A professora universitária Maria Cecília Oliveira Adão será a representante indicada pela sociedade civil. Também tiveram as indicações confirmadas a deputada federal Natália Bonavides (PT-RN) e o representante do Ministério da Defesa, Rafaelo Abritta –que é civil e não militar.

Criada no governo Fernando Henrique Cardoso como forma de reconhecer vítimas do regime, localizar corpos desaparecidos e indenizar suas famílias, a comissão foi extinta no final de 2022 por Bolsonaro, que é defensor do regime militar.

Bolsonaro também tornou o colegiado, ao longo de seu mandato, uma trincheira de militares, que chegaram até mesmo a revogar reconhecimentos já estabelecidos de vítimas do regime. No final do seu governo, ele assinou um despacho dizendo que os trabalhos da comissão estavam encerrados –mesmo havendo ainda um passivo enorme de processos.

De acordo com integrantes do governo, o próprio presidente Lula decidiu pelo momento da recriação da comissão. Além de esta ser uma pauta cara para o presidente –afinal ele próprio foi preso na ditadura militar–, há um julgamento na Corte Interamericana de Direitos Humanos marcado para a próxima semana que jogará luz sobre o tema.

O colegiado deve dar a terceira condenação ao Brasil pela ditadura, no caso, pela morte do estudante Eduardo Collen Leite, mais conhecido como “Bacuri”. Ele foi preso e morto por militares em 1970, após 109 dias de tortura.

Além disso, as vítimas da ditadura militar fazem parte da base eleitoral e sempre apoiaram o presidente Lula.

Neste terceiro governo, havia dois temores de aliados de Lula em retomar a criação da Comissão de Mortos e Desaparecidos. O primeiro era quanto a uma eventual indisposição com militares. Após os ataques golpistas de 8 de janeiro e o avanço das investigações contra a cúpula das Forças Armadas, o governo tentou criar uma relação mais institucional com alas da caserna.

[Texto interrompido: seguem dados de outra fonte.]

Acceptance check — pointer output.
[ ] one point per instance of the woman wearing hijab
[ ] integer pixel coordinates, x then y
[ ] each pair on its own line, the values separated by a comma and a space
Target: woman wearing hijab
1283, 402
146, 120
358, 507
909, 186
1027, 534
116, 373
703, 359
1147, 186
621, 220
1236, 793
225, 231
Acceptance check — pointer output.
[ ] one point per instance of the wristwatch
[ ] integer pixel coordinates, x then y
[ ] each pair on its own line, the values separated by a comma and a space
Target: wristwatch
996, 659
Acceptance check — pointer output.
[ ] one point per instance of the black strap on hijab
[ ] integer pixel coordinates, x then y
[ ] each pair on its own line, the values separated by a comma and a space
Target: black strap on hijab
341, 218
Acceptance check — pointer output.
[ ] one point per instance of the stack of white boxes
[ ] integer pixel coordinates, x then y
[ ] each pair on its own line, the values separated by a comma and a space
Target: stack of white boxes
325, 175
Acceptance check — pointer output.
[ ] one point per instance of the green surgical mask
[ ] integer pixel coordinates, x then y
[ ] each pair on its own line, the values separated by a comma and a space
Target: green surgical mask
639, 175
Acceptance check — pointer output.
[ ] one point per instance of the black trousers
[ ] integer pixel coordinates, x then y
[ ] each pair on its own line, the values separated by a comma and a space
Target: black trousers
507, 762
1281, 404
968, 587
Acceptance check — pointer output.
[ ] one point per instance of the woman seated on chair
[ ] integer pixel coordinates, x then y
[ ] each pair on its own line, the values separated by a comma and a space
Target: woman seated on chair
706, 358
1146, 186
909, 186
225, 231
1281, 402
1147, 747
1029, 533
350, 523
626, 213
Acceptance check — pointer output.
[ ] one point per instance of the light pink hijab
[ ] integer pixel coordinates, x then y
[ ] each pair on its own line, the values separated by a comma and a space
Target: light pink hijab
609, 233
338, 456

Em outra frente, há um entendimento de que o conservadorismo na sociedade e o bolsonarismo no Congresso estão muito fortes. E, com isso, houve um cálculo político sobre atos do governo que possam repercutir negativamente com parlamentares.

Por isso também foram suspensos os atos para marcar o aniversário de 60 anos do golpe militar. No final de fevereiro, o presidente foi alvo de críticas de associações de familiares de vítimas por uma declaração sobre “tocar o país para frente”, quando questionado sobre o golpe militar.

“Eu estou mais preocupado com o golpe de 8 de janeiro de 2023 do que com 64”, disse Lula, em entrevista à RedeTV!.

Ele também disse na ocasião: “É uma parte da história do Brasil que a gente ainda não tem todas as informações, porque tem gente desaparecida ainda, porque tem gente que pode se apurar. Mas eu, sinceramente, eu não vou ficar remoendo e eu vou tentar tocar esse país para frente”.

Apesar da força da oposição hoje no Congresso, auxiliares palacianos acreditam que a recriação da comissão não enfrentará dificuldades com deputados e senadores.

Quando reinstalada, os trabalhos da comissão devem dar sequência às retificações de atestados de óbito e continuar com os trabalhos na vala clandestina de Perus, descoberta na zona norte de São Paulo nos anos 1990.

O conjunto encontrado em Perus é composto por 1.049 caixas com ossadas, hoje sob os cuidados do Centro de Antropologia e Arqueologia Forense (Caaf) da Unifesp, que capitaneia as pesquisas.

Quando Bolsonaro trocou a chefia do colegiado, substituindo a procuradora por um aliado da hoje senadora Damares Alves (Republicanos-DF), esse foi praticamente o único trabalho que teve continuidade, porque o caso estava judicializado.

A comissão deve ainda abrir frente para novos reconhecimentos, como de camponeses e de indígenas, até hoje não reconhecidos individualmente como vítimas do estado.